1. Vanilla wafer crumbs 1 ¼ cups
2. Flaked coconut, toasted 1 cup
3. Butter OR margarine, melted ½ cup
4. DOLE® Pineapple Juice 1 (6 ounce) can
5. Unflavored gelatin 1 (.25 ounce) envelope
6. Cream cheese, softened 3 (8 ounce) packages
7. Sugar ¾ cup
8. Dark Jamaican rum* ¼ cup
9. Coconut or vanilla extract ¾ teaspoon
10. Frozen non-dairy whipped topping, thawed 2 cups
11. DOLE® Crushed Pineapple 1 (20 ounce) can
12. Cornstarch 1 tablespoon
13. Sugar 2 tablespoons
14. Toasted flaked coconut 1 teaspoon

How to cook deliciously - Pina Colada Cheesecake

1 . Stage

Combine crumbs, coconut and butter in medium bowl.

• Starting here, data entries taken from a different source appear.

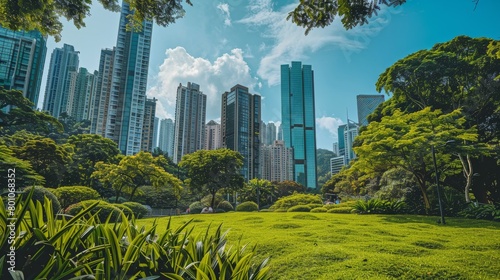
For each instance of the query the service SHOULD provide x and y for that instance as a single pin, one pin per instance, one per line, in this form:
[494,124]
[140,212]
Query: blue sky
[222,43]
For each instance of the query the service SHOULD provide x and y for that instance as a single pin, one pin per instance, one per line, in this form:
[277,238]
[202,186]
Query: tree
[45,15]
[404,141]
[321,13]
[22,170]
[16,112]
[462,73]
[258,190]
[209,171]
[88,150]
[133,172]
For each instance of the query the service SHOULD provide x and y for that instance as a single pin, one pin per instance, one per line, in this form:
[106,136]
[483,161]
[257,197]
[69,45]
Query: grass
[347,246]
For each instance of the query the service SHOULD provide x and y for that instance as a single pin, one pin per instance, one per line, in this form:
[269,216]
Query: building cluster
[113,100]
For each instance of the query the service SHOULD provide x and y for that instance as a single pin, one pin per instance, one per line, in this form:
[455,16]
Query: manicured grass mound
[247,206]
[327,246]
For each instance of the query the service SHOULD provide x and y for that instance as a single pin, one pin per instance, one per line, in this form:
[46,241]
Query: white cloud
[214,79]
[290,43]
[224,7]
[329,124]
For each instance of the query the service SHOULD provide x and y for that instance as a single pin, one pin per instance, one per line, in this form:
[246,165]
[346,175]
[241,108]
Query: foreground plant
[81,247]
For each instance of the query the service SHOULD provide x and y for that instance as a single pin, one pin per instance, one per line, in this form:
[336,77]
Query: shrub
[40,192]
[247,206]
[138,209]
[226,206]
[319,210]
[74,194]
[104,208]
[299,208]
[79,249]
[296,199]
[196,207]
[120,199]
[341,210]
[481,211]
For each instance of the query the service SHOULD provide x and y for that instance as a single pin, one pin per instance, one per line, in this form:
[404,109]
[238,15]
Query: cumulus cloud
[329,124]
[224,8]
[214,79]
[290,43]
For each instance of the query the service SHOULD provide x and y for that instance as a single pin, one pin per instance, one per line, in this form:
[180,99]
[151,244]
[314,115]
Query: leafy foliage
[138,209]
[247,206]
[210,171]
[80,247]
[73,194]
[321,13]
[285,203]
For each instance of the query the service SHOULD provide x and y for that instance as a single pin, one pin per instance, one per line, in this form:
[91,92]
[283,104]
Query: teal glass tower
[298,120]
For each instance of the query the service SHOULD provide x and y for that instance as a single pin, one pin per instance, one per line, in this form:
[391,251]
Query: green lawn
[348,246]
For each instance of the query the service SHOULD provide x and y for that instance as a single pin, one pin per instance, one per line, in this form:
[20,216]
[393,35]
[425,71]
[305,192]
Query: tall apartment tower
[366,105]
[190,114]
[82,88]
[22,58]
[100,101]
[63,64]
[166,138]
[148,125]
[276,162]
[127,96]
[213,139]
[298,120]
[156,130]
[241,121]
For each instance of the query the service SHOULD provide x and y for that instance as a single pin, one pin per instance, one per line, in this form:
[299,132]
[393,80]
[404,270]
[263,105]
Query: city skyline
[246,43]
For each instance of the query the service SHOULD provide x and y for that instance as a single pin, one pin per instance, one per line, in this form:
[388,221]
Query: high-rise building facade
[81,90]
[127,96]
[190,114]
[148,125]
[22,58]
[298,120]
[63,66]
[240,125]
[213,139]
[366,105]
[276,162]
[100,100]
[156,130]
[166,137]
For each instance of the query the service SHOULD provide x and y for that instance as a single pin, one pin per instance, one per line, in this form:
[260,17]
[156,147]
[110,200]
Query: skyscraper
[366,105]
[22,58]
[127,96]
[148,125]
[166,139]
[213,139]
[81,90]
[190,113]
[298,120]
[100,101]
[241,121]
[63,62]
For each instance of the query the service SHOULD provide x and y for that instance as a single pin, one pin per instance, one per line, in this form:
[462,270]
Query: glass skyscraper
[63,64]
[298,120]
[366,105]
[241,120]
[127,96]
[22,58]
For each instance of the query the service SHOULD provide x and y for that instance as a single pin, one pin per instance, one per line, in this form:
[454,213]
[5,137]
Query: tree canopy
[45,15]
[212,170]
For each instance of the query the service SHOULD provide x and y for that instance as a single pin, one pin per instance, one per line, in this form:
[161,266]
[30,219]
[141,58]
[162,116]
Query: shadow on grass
[434,220]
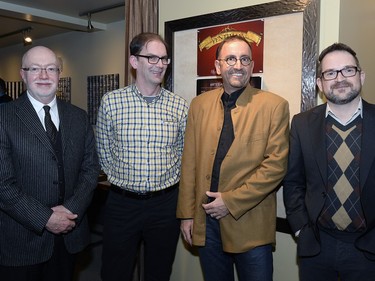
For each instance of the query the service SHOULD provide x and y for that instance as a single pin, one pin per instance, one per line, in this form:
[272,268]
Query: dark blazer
[29,180]
[306,179]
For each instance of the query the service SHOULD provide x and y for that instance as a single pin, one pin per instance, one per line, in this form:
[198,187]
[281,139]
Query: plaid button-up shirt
[140,143]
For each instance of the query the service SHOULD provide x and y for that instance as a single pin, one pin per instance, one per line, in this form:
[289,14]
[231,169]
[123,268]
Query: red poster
[210,38]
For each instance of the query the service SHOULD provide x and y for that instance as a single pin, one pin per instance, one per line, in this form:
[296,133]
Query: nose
[340,77]
[43,73]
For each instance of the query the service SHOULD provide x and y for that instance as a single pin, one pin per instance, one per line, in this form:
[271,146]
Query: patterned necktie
[50,127]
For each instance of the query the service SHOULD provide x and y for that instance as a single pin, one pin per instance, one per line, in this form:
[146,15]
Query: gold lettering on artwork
[249,36]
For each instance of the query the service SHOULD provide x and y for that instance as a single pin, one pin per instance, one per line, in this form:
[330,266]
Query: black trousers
[337,260]
[128,221]
[60,267]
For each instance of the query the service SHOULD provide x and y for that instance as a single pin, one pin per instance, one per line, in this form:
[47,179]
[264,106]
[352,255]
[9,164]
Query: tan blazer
[252,170]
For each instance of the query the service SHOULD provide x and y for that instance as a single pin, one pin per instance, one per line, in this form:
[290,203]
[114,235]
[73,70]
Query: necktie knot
[50,127]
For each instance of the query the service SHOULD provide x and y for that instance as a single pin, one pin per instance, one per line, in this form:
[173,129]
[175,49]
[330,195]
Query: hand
[61,221]
[187,230]
[216,209]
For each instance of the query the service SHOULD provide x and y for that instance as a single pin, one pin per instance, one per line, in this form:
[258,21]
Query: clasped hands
[61,221]
[216,209]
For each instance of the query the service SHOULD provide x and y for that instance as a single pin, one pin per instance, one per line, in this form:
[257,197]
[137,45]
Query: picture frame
[308,9]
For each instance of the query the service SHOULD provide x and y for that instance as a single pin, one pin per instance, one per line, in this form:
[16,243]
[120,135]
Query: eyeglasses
[348,71]
[155,59]
[37,70]
[245,61]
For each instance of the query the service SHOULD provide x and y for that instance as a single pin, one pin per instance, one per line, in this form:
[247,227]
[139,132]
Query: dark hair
[142,39]
[3,86]
[230,39]
[333,48]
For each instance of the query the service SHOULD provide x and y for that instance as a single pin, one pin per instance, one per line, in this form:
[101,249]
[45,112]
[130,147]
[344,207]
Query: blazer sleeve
[294,184]
[83,178]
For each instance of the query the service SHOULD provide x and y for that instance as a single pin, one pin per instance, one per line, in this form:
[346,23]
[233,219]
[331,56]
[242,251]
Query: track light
[25,35]
[90,27]
[27,40]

Press mixture on bottom and sides of 8 or 9-inch springform pan. Chill.

2 . Stage

Pour juice into small saucepan. Sprinkle gelatin over juice; let stand 5 minutes to soften gelatin. Cook and stir over medium heat until gelatin dissolves; remove from heat. Set aside.

3 . Stage

Beat together cream cheese and 3/4 cup sugar in large bowl until smooth. Beat in gelatin mixture until well blended. Beat in rum and coconut extract until smooth and blended. Gently fold in whipped topping. Spoon into prepared crust. Chill 6 hours or overnight until set.

4 . Stage

Combine undrained pineapple, cornstarch and remaining 2 tablespoons sugar in small saucepan. Cook and stir over medium heat until mixture boils and slightly thickens. Chill. Spoon over top of cheesecake before serving. Garnish with additional toasted coconut, if desired.